At least 30,000 people are
Northern Tehran is sitting on a major fault about 75km long and about 100 smaller fractures, Akasheh said.
He and other researchers estimate that a repeat of the last big quake to hit Tehran, which killed 45,000 in 1830,
would today kill 6% of the capital’s population.
“The destruction to Tehran would be immense. About 80% of the buildings would be damaged or destroyed. Tehran is not ready for a big one.”
In studies prepared for President Muhammad Khatami and his predecessor Akbar Hashemi Rafsanjani, Akasheh recommended moving the sprawling capital to a safer region further south. Tehran would still not be safe from a big tremor.
“Mr Khatami asked me to work on the issue and I recommended moving the capital. But apparently it is not possible. Pakistan and Brazil were able to do it. Why not here?”

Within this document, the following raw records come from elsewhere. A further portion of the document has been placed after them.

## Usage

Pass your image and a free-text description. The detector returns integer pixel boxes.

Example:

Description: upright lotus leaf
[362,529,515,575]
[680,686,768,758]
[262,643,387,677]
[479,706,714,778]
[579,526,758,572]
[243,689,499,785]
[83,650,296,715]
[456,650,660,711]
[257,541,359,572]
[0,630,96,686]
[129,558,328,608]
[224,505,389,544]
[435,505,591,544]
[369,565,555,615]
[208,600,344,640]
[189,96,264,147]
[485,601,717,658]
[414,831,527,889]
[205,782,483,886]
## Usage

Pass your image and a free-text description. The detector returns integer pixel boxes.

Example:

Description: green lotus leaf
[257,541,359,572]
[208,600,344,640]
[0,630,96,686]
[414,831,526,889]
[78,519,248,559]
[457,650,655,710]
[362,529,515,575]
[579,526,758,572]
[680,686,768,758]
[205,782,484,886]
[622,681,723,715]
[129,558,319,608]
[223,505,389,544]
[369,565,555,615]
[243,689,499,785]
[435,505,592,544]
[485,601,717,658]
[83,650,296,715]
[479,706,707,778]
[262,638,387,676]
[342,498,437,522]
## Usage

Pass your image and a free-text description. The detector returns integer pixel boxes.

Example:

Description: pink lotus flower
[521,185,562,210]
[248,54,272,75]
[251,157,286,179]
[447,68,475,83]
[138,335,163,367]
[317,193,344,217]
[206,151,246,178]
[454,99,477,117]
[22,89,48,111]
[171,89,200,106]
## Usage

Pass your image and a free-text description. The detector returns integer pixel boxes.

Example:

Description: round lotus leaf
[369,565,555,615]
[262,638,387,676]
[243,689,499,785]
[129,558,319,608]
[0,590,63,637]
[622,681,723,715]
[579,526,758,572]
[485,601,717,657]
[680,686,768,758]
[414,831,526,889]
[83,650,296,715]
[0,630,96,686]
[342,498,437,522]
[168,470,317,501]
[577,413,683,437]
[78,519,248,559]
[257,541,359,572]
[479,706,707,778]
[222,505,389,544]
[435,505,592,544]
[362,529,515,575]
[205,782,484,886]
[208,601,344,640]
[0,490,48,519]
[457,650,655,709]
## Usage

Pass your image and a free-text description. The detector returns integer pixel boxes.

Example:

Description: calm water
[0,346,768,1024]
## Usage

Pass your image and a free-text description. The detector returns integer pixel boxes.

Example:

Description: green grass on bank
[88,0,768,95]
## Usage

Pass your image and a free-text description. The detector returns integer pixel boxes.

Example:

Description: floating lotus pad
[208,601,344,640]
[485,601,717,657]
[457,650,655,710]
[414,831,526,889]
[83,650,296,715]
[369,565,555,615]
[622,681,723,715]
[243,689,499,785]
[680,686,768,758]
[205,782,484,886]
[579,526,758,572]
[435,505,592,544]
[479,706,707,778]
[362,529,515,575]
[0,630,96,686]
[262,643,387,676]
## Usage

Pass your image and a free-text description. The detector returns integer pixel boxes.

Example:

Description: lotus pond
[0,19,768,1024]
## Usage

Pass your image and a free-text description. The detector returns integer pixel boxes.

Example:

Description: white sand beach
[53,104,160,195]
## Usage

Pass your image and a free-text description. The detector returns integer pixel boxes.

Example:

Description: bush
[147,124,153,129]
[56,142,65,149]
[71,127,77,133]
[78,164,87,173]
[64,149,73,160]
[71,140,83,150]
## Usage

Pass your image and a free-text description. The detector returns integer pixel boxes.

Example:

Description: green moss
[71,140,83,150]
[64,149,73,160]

He has said there is daily seismic activity in Tehran and on average three to four identifiable tremors of up to three on
the Richter scale every day. But there have only been two quakes as high as 4.5 in the last 100 years.
“I’ve forecast that there is the potential for an earthquake of between 7 and 8,” he said, adding that a long term
Japanese study of Tehran came to similar conclusions.